My maiden visit to SE Asia was also along the same lines. As the plane flew over the Malacca strait, the rich mangrove forests, hugging small islands in deep-azure waters, stood out like green terrestrial clouds. The deltas of many-a-rivers arising somewhere in the mountains embraced the seas in a wide embrace, and as seas made way for land, I imagined minarets of Dipterocarps rising to the sky, only to be broken by the reality pockmarked in an otherwise uniform shade of green – new land preparations for upcoming oil palms.
Pages from Earth's textbook: the oil palms to the left, and the tropical rainforests to the right.
Malaysia is a country known for its underground oil reserves and aboveground oil palms. It is the second largest exporter of palm oil products by volume, after Indonesia.
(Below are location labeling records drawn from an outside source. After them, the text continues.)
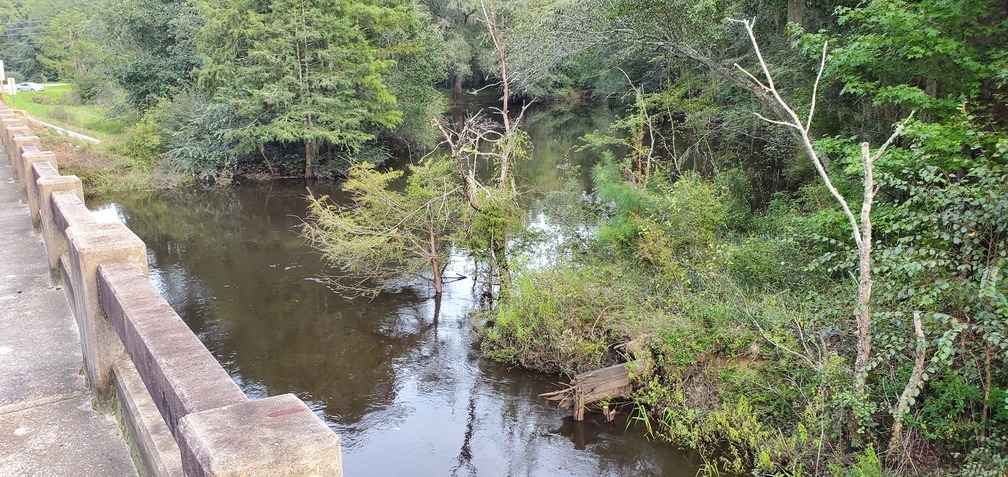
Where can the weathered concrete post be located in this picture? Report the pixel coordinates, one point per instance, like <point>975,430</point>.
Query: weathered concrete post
<point>30,156</point>
<point>49,182</point>
<point>8,121</point>
<point>12,128</point>
<point>278,436</point>
<point>21,136</point>
<point>88,247</point>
Oil palm and rubber replaced many of conventional agricultural areas, now covering over 84% of the total land under agriculture. At one point, palm oil was considered an important breakthrough in use as a biofuel agent. We know that oil palms are among the biggest direct threat to rainforests wherever they are built, but what remains to be known – or measured, or counted – is the impact it will have at a global scale if palm oil use was slashed. When the European Union recognised the fact that oil palms result in deforestation (only this year), the PM of Malaysia alleged a risk of trade war instigated against Malaysia and a threat to the people in oil palm business (more on it on Wikipedia) – farmers who saw a trade boom and shifted their crops.

Gazing into the arm of the Milky Way one clear moonless night, the waters of Tahan River gently lapping up the sandy bank, I wondered if we are missing the subtleties of economy being a part of ecology. In the meeting room, my colleagues discussed econometrics and the usage of Dow Jones Indices in nature, and I confess that while both offer out-of-the-box ideas to balance our cheques and equations, I was helplessly hoping for a harlequin to hover by. And one did, one late evening.
The Malayan Red Harlequin
Like its iconic butterfly the Malayan Red Harlequin (Paralaxita damajanti damajanti), Malaysia represents two ends of a spectrum, from azure blues of its waters to the ruby reds of its forest denizens, and everything in between that we do.


Gunung = mount/mountain
Kuala = confluence
Lata = waterfall
Taman negara = park of the nation

Views expressed here are strictly mine and do not reflect the views of any individuals or of my organisation.